2006-10-01 11:36:19 · 3 answers · asked by Anonymous in Computers & Internet Hardware Other - Hardware

3 answers

The drive may have been partitioned wrong. It sounds like only (appx) half was formatted.
(windows xp) Go to start button/settings/control panel double click administrative tools then double click computer management then under Storage click on Disk Management the screen to the right will tell you how big your hard drive is and what part of it is partitioned.

2006-10-01 11:48:53 · answer #1 · answered by ItsMe 2 · 0 0

It depends on the operating system and the BIOS. Some of them only recognize a maximum of 128GB as the Primary partition.

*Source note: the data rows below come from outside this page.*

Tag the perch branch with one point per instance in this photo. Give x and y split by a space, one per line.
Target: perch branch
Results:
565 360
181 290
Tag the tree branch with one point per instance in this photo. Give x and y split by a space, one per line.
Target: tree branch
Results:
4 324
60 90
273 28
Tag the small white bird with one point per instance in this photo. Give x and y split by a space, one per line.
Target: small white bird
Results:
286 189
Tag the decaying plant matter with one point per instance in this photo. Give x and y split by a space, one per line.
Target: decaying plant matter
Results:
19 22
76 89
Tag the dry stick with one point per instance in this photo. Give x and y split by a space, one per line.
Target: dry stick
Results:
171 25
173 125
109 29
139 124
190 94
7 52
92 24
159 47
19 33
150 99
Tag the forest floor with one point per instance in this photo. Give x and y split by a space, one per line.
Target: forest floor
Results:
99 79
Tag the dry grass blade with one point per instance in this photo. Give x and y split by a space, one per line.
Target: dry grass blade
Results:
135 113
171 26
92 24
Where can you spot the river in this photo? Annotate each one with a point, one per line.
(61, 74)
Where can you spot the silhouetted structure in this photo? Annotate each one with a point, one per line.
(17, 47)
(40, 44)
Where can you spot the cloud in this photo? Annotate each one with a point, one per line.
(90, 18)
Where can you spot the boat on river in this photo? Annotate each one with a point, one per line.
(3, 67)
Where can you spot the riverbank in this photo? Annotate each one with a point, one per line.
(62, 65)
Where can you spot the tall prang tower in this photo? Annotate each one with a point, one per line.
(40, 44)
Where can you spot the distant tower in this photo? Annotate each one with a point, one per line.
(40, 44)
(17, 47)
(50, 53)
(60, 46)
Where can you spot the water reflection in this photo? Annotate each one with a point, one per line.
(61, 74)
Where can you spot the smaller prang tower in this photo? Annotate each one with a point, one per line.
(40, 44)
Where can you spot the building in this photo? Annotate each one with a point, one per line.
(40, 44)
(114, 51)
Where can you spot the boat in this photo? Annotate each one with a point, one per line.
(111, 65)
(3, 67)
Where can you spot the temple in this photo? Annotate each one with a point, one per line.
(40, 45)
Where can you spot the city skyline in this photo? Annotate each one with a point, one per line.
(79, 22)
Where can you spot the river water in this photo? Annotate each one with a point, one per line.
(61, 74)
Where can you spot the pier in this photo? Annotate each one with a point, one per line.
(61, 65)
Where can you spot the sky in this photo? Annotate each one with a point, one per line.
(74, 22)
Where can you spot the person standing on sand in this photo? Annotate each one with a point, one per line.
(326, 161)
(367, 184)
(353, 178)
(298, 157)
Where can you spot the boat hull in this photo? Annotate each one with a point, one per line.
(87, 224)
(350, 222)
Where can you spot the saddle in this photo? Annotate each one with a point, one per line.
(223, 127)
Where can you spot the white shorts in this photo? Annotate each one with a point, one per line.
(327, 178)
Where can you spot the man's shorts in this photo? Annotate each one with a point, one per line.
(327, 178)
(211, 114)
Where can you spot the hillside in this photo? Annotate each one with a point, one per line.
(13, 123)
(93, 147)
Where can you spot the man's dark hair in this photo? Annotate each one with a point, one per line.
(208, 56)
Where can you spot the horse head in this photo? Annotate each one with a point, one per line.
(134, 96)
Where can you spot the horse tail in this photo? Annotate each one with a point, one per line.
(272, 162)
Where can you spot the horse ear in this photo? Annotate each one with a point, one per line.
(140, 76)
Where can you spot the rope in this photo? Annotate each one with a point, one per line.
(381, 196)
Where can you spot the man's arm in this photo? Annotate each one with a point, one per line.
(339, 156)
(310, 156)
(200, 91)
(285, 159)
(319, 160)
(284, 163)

To see the whole drive (if you are using XP), go to Start, Control Panel, Administrative Tools, Computer Management, Disk Management. You should be seeing the remaining hard drive as Unallocated. You can create partitions out of it by right clicking and assigning it a drive letter and the amount of disk space you wqant to assign to each partition. Or you can make it one partition. Once the drive letter is assigned, you have to format it using NTFS format to take full advantage of the operating system. I have three partitions. One for the operating system and applications. One for data files and one for downloaded software. If my operating system crashes, I will not lose any files or downloaded software.

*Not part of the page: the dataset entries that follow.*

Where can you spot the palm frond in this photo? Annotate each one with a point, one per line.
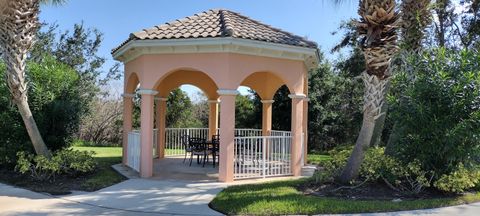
(53, 2)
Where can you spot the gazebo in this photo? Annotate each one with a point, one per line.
(218, 51)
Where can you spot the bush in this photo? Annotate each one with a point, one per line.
(459, 180)
(56, 103)
(377, 167)
(438, 114)
(64, 162)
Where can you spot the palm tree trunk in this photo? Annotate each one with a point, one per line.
(374, 100)
(32, 129)
(18, 28)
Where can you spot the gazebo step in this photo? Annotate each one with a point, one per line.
(308, 170)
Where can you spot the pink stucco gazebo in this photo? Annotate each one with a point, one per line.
(217, 51)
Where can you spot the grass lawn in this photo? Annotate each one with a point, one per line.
(282, 198)
(105, 175)
(317, 158)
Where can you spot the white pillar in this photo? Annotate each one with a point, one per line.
(297, 130)
(146, 132)
(161, 113)
(127, 124)
(213, 118)
(227, 134)
(267, 117)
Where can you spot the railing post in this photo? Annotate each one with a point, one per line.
(264, 142)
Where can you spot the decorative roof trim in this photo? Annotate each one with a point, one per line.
(147, 92)
(297, 96)
(214, 101)
(267, 101)
(161, 99)
(126, 95)
(228, 92)
(136, 48)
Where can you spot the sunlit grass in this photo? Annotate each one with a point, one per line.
(105, 175)
(282, 198)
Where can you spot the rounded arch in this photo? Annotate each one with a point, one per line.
(264, 83)
(187, 76)
(132, 82)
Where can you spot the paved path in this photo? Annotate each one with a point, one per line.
(148, 197)
(131, 197)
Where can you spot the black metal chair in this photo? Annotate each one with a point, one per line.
(185, 143)
(199, 148)
(215, 147)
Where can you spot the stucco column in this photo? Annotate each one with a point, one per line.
(160, 117)
(227, 130)
(213, 118)
(267, 117)
(297, 129)
(127, 124)
(146, 132)
(305, 130)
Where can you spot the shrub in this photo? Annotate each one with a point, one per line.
(438, 114)
(406, 178)
(56, 103)
(63, 162)
(459, 180)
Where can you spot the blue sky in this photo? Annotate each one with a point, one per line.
(116, 19)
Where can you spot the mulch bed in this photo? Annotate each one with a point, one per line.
(61, 185)
(372, 191)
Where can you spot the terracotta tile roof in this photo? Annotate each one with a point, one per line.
(219, 23)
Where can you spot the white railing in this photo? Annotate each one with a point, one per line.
(280, 133)
(133, 153)
(173, 139)
(155, 141)
(247, 132)
(262, 156)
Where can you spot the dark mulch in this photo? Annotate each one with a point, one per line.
(61, 185)
(372, 191)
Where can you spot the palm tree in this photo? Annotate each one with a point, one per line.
(18, 27)
(416, 16)
(377, 28)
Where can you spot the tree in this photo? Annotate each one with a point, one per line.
(180, 110)
(377, 29)
(55, 100)
(18, 27)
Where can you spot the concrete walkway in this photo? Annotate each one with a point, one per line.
(148, 197)
(131, 197)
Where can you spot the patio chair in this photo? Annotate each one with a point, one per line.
(215, 148)
(185, 143)
(199, 148)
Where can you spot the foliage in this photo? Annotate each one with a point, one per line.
(439, 111)
(334, 114)
(180, 111)
(53, 95)
(247, 112)
(459, 180)
(104, 176)
(104, 126)
(284, 198)
(377, 167)
(63, 162)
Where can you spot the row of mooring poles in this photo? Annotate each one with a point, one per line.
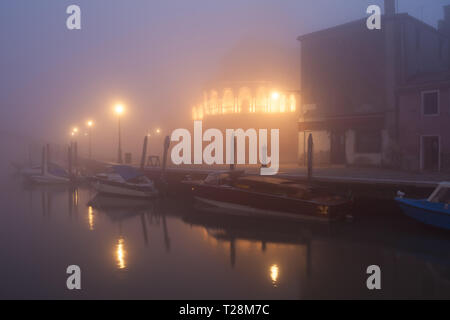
(166, 145)
(72, 158)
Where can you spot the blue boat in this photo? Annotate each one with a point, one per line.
(434, 211)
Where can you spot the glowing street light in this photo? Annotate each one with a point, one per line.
(275, 95)
(90, 124)
(119, 110)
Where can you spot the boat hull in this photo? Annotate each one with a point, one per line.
(253, 203)
(432, 214)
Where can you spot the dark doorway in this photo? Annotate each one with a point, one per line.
(337, 149)
(430, 153)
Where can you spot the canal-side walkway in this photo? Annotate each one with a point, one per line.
(344, 174)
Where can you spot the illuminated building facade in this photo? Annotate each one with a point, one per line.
(258, 105)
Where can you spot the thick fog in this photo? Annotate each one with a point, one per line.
(155, 57)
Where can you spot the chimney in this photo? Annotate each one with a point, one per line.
(444, 25)
(389, 7)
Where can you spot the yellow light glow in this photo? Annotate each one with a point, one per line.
(274, 271)
(119, 109)
(275, 95)
(120, 254)
(91, 218)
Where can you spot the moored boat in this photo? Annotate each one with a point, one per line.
(434, 211)
(124, 181)
(267, 196)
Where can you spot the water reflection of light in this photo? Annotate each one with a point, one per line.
(91, 218)
(274, 270)
(120, 254)
(75, 197)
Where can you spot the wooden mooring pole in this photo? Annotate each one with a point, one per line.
(144, 152)
(310, 156)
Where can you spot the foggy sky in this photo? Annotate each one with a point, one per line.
(154, 56)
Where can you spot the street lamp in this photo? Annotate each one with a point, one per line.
(119, 109)
(90, 124)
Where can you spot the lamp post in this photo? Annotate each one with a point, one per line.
(90, 124)
(119, 109)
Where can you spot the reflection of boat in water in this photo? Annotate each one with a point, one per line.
(434, 211)
(110, 202)
(52, 174)
(268, 196)
(124, 181)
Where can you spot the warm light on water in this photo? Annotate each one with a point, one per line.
(120, 254)
(91, 218)
(274, 270)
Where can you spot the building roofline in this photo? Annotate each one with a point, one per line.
(397, 16)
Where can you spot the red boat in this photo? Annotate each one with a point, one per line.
(267, 196)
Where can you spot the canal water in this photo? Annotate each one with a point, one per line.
(165, 249)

2006-10-01 11:50:44 · answer #2 · answered by worldneverchanges 7 · 0 0

Hello Ecotron,
Windows 98 had this tool called scandisk when I had a similar problem a long time ago, I just ran that and it straightened everything out. I'll check to see what the tool is called in XP. IM me if I forget to post it here. Ok whoops it is probabably bexause windows xp partitions a certain portion of your hard drive as a backup drive. Thus removing that amount of disk space from your hard drive space.